Show that if $G$ is a non-trivial subgroup of $\Bbb R$ then either $G$ is dense in $\Bbb R$ or $G=l\Bbb Z$

Question

Show that if $G$ is a non-trivial subgroup of $\Bbb R$ then either $G$ is dense in $\Bbb R$ or $G=l\Bbb Z$, where $l=\inf\{x\in G:x>0\}$.

My try:

If $G=\Bbb Q$ then $\Bbb Q$ is dense in $\Bbb R$.

If $G=n\Bbb Z$ then $G$ is not dense but $G$ takes the form $G=l\Bbb Z$.

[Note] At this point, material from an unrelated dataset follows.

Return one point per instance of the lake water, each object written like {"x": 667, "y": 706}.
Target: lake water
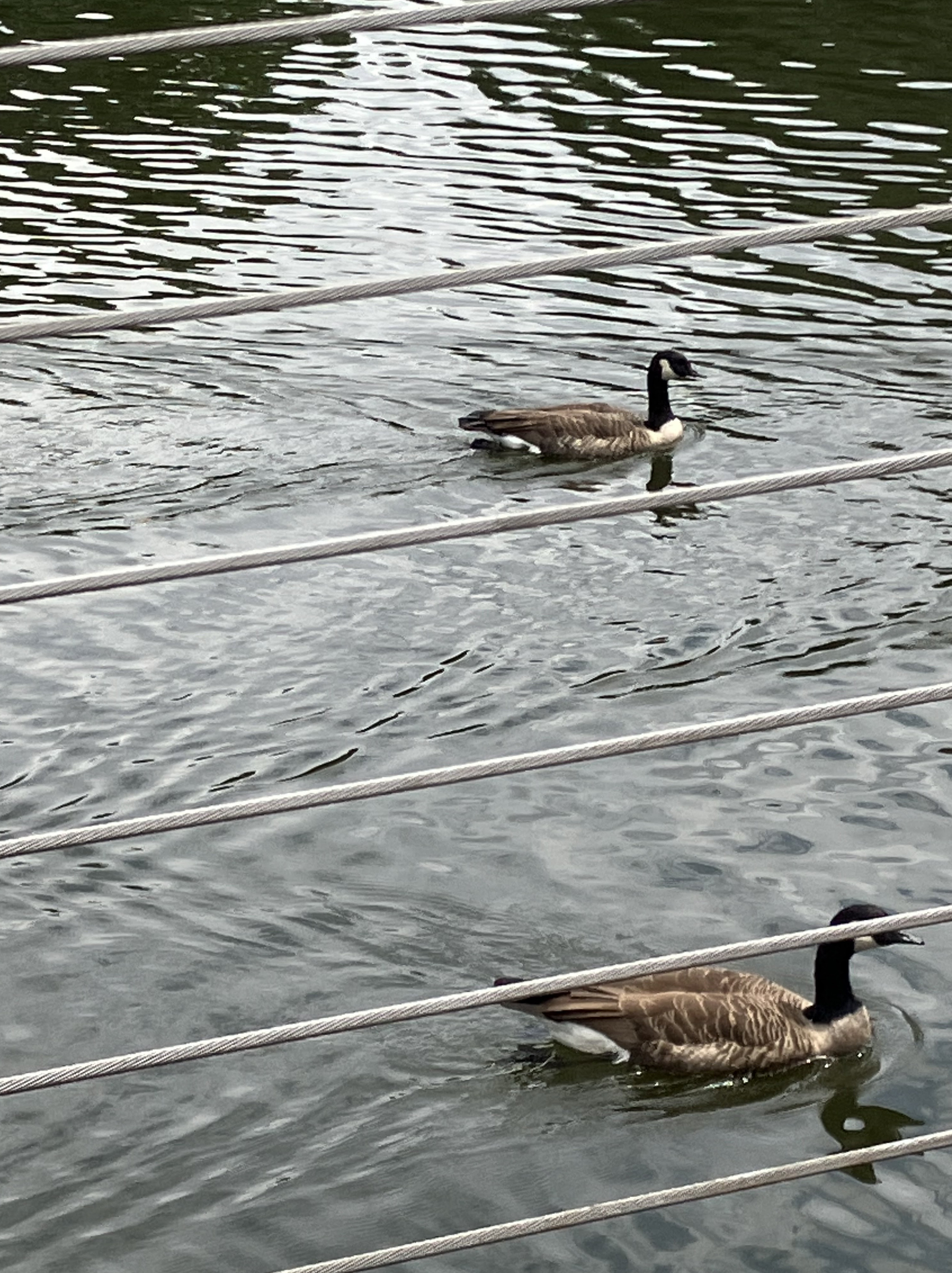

But how should I do the sum for any subgroup of $\Bbb R$?Please help.

Answer 1

First, note that $n G \subset G$ for every integer $n$.

If $G$ is cyclic, then $G = k \mathbb{Z}$ for some real nonzero $k$. (Because there are no elements of finite order.)

If $G$ is not cyclic, then $$\inf_{\substack{x, y \in G\\ x \neq y}}|x-y| = 0,$$ (otherwise the positive infimum would be your $k$). Thus, if $\epsilon > 0$ and $r$ are real numbers, then $G$ has an element $g$ such that for some integer $n$ the integral multiple $ng$ (which is also in $G$) is within distance $\epsilon$ of $r$.